SpaceIL names its spacecraft Beresheet by popular vote. Photo via SpaceIL Facebook page

The Israeli public was invited to suggest Hebrew names on SpaceIL’s Facebook page and then vote for their favorite out of nine finalists. The name Beresheet got most of the votes, symbolizing the beginning of a new space era in Israel.

Time capsule prepared for Beresheet

An Israeli child’s drawing going into the time capsule aboard SpaceIL’s moon mission. Photo by Yoav Weiss

On December 17, SpaceIL and IAI present a time capsule that will be packed aboard Beresheet. It contains three disks with hundreds of digital files of documents including Israel’s Declaration of Independence, flag and national anthem, a nano-Bible, dictionaries, encyclopedias, Israeli songs, information about Israeli scientific and technological discoveries and developments, children’s drawings, and photos of Israeli landscapes and cultural icons.

Beresheet has liftoff!

Beresheet’s launch on February 21, 2019 in Florida aboard a SpaceX rocket. Photo courtesy of SpaceIL

In an emotional and historic moment for Israel, the Beresheet unmanned spacecraft launches flawlessly in a SpaceX Falcon 9 rocket from Cape Canaveral Air Force Station in Florida at 8:45pm February 21 (3:45am February 22 Israel time).

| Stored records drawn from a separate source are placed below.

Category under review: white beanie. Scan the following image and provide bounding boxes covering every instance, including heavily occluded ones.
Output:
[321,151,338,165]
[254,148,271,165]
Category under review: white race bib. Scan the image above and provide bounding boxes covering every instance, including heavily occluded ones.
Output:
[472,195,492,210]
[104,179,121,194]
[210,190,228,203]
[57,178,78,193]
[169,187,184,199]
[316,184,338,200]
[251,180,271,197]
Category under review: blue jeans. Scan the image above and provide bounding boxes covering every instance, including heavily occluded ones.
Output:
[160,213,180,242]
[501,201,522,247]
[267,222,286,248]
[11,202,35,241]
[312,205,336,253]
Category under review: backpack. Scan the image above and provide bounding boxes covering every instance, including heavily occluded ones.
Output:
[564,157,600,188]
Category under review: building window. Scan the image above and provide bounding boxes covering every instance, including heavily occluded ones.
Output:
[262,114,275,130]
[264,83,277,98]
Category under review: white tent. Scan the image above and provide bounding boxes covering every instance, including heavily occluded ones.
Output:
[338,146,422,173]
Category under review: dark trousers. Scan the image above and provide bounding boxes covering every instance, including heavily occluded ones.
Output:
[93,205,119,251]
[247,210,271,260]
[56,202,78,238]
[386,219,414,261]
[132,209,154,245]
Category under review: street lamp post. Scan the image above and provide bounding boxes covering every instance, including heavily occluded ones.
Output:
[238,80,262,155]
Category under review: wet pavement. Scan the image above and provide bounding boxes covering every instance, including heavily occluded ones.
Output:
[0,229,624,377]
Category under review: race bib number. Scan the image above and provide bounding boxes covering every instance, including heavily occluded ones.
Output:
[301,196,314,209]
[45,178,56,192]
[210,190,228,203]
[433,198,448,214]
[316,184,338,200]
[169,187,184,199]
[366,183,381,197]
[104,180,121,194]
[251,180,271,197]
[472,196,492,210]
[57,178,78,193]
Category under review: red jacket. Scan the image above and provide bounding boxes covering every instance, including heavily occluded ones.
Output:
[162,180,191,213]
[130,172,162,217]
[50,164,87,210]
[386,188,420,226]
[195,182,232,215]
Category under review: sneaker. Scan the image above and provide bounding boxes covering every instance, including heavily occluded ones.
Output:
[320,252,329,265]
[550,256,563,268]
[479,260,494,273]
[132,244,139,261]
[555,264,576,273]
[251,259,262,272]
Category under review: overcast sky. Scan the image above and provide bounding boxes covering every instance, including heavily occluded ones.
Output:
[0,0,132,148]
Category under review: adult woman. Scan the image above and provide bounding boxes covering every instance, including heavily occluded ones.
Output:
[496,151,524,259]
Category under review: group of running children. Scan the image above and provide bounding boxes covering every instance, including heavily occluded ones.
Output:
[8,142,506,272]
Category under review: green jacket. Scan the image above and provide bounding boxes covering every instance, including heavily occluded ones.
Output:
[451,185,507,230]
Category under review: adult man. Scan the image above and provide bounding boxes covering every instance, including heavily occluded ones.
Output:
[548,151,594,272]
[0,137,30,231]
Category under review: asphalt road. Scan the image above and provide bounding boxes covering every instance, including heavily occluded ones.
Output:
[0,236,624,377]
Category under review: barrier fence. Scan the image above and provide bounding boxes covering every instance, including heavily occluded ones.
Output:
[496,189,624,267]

The countdown was recited in English in Florida, and in Hebrew at Israel Aerospace Industries’ control center in Yehud. The liftoff was watched live by tens of thousands of people on social media.

SpaceIL has six ground stations set up around the world to enable communication with Beresheet on its way to the moon and after landing.

Israel’s spacecraft takes a selfie


On March 6, Beresheet takes its first selfie photo with an on-board camera, and sends it back to Earth.

SpaceIL gets the perfect selfie. Image from Beresheet 37,600 km from Earth. Photo courtesy

Amazing images and videos from Beresheet

Beresheet snapped this image of Israel from a distance of 131,000 km from Earth. Photo: courtesy

On March 25, SpaceIL and IAI share images and videos transmitted from Beresheet, taken at different heights and times along its journey toward the moon.

Final orbit around Earth


On March 31, Beresheet completes its final orbit around Earth, passing only 1,700 kilometers from its home planet in a 72-second maneuver intended to achieve synchronization with the lunar orbit on April 4.

Beresheet achieves lunar capture


At 5:17pm (Israel Daylight Time) on April 4, SpaceIL’s engineering team and IAI successfully complete the critical lunar capture maneuver. This enables the spacecraft to be captured by the moon’s gravity and begin an elliptical orbit around the moon.

The difficult maneuver involved reducing the spacecraft’s speed from 8,500 km/hour to 7,500 km/hour, relative to the moon’s velocity. In the coming week, with expected intense engineering activities, many more maneuvers will take Beresheet from an elliptical to a round orbit, at a height of 200km from the moon.

The maneuvers will aim to reduce the spacecraft’s distance from the moon and reach the optimal point to conduct an autonomic landing in the Sea of Serenity in the evening Israel time, April 11.

Crash landing does not crush SpaceIL dreams


On its descent to the moon’s surface on April 11 at about 10:15pm Israel time, Beresheet loses contact with the control room and its main engine fails, resulting in a crash landing.

“Keep dreaming! We got close, but unfortunately we couldn’t make a full landing on the moon,” SpaceIL posts on its Facebook page.

SpaceIL Chairman and principal donor Morris Kahn comments, “Israel made it to the moon; Beresheet’s journey hasn’t ended. I expect Israel’s next generation to complete the mission for us.”

Last selfie taken by Beresheet before its crash landing on the moon, April 11, 2019. Photo courtesy of SpaceIL/IAI

SpaceIL announces plans for ‘Beresheet 2’


On April 13, SpaceIL Chairman Morris Kahn announces the establishment of Beresheet 2.

“This is part of my message to the younger generation: Even if you do not succeed, you get up again and try,” said Kahn, who will recruit a new group of donors to support the launch of another unmanned spacecraft to the moon. A technical team is already in place to begin the project immediately.

The second attempt kicks off with a $1 million Moonshot Award from the X Prize Foundation in recognition of SpaceIL’s unprecedented accomplishment in getting a privately funded spacecraft to the moon.